The Tigers won despite managing just 13 points in the first half. 


It was a season-low in points for Alabama (14-8, 6-3), which had won six of seven games and five straight in the rivalry. The Tide's previous low this season was 50 points. 


It was also the fewest points scored by either team in the series since 1949. 


"We got outplayed in every phase of the game," Tide coach Anthony Grant said. "Their focus, energy and effort was a lot better than ours. In the second half, it showed in that run they went on and our inability to score." 


Payne scored nine points in the second half. Wallace, who was averaging 3.6 points, matched his season high -- all in the second half. 


Auburn mounted the comeback even with leading scorer Frankie Sullivan missing his first 11 shots in a 1-for-13, four-point performance. 


"We finally didn't let our offensive struggles affect our defense," said Tigers coach Tony Barbee, who had lost his first four games against Alabama. 


Trevor Releford and Rodney Cooper led Alabama with 11 points each. 
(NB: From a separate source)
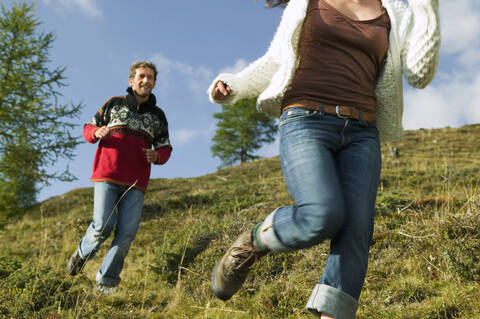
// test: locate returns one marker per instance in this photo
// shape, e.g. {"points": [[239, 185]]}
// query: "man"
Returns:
{"points": [[126, 127]]}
Trevor Lacey fouled out with six points, half his season average, and Levi Randolph missed all seven of his shots. 


The Tide were 6 of 25 (24 percent) in the second half and was 2 of 19 from 3-point range. 


Auburn was even colder to start before going 12 of 21 (57.1 percent) in the second half. 


"I didn't have to light a fire at all," Barbee said. "I thought we were playing hard." 


The Tigers, who had just three baskets by halftime, came out of the locker room with a 25-5 surge. 


The Tide had a scoring drought of 9:21 after Cooper's early 3-pointer 


"They outhustled us for loose balls," Grant said. "They got out in transition and got layups. Their effort kept going up and we didn't match that. We can't do that. 


"We need to look in the mirror because this was completely on us in terms of the energy we're supposed to play with in a game that means as much as this one meant." 


Chris Denson gave Auburn a 38-28 lead on a drive with 6:25 left. The Tigers then scored five straight points after Cooper broke the scoreless stretch with a jumper. 


Wallace scored on a drive and two free throws to push the lead to 44-31 with 2:10 remaining. 


The Tigers hit just 3 of 23 shots (13 percent) before halftime to help Alabama build a 23-13 lead. 


The starters made just one basket in 15 attempts. 


Alabama jumped ahead 15-2 over the first 11 minutes, then the Tigers scored 10 straight. Releford scored six points to key an 8-1 run heading into the half before the Tide went into the big second half funk that left Grant bewildered. 


"I can't explain the lack of effort, the lack of energy, the lack of execution," he said.